The architects sought to create a distinctive urban character through form, using the concept of carving out voids from a solid block to develop a building that was unique on its corner lot. The voids become balconies and shared common spaces, especially effective in its hollow, center shaft that allows ventilation and natural light.
Due to the nature of its tenants and the intention behind its creation, Richmond 60 East has a remarkable amount of 3-4 bedroom units, which is unusual for large scale housing projects.
Of all floors, the sixth was the most interesting, with its walkway and shared garden. The garden, tended to by the residents, provides fresh produce to the shared restaurant, whose food waste in turn fertilizes the gardens-- an urban permaculture.
KITCHEN GARDEN
GARDEN
RESTAURANT / KITCHEN
Year: 2024
Course: DES 211
Instructor: Riley Baechler
Location: UBC
I explored digital fabrication in Pit in my Stomach, completed with my partner, Lily Zhang. We were asked to digitally fabricate an abstracted an abstracted human organ of choice and design a set of instructions that could be used to recreate the fabrication. In this group project, I created the 3d Rhino model that we waffled, the main concept, and made the entirety of the instructions, while my partner handled lasercutting and file formatting.

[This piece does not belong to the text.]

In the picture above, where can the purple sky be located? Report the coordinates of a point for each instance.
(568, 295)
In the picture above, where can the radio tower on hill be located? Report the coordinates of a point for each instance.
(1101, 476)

Our end result is a work that strives to depict the visceral experience of anxiety through a matryoshka-inspired design, where smaller stomachs within larger ones depict the overwhelming sensations of shrinking and compression one experiences under pressure—until the stomach feels no different from a crumpled pit. Each stomach layer is made out of increasingly fragile material (beginning with acrylic to chipboard to paper), representing the increasing feeling of fragility as fear and anxiety sets in.
Year: 2024
Location: China (Beijing, Chengdu), France (Paris), Italy (Rome), Czech Republic (Prague, Brno), Austria (Vienna)
Last summer, I had the amazing opportunity to travel to China and afterwards participate in a study abroad trip in Europe. I took this chance to fill up my sketchbook with architecture so drastically different and to practice sketching with speed, accuracy, and intention.
All drawings were completed within 10-30 minutes of sketching and drawn in-situ with micron pens.
It was fascinating to see the western architectural paradigm manifest in the many ornate religious spaces present in European architecture. I attempted to depict the scale and depth of these spaces, but nothing triumphed being there in person.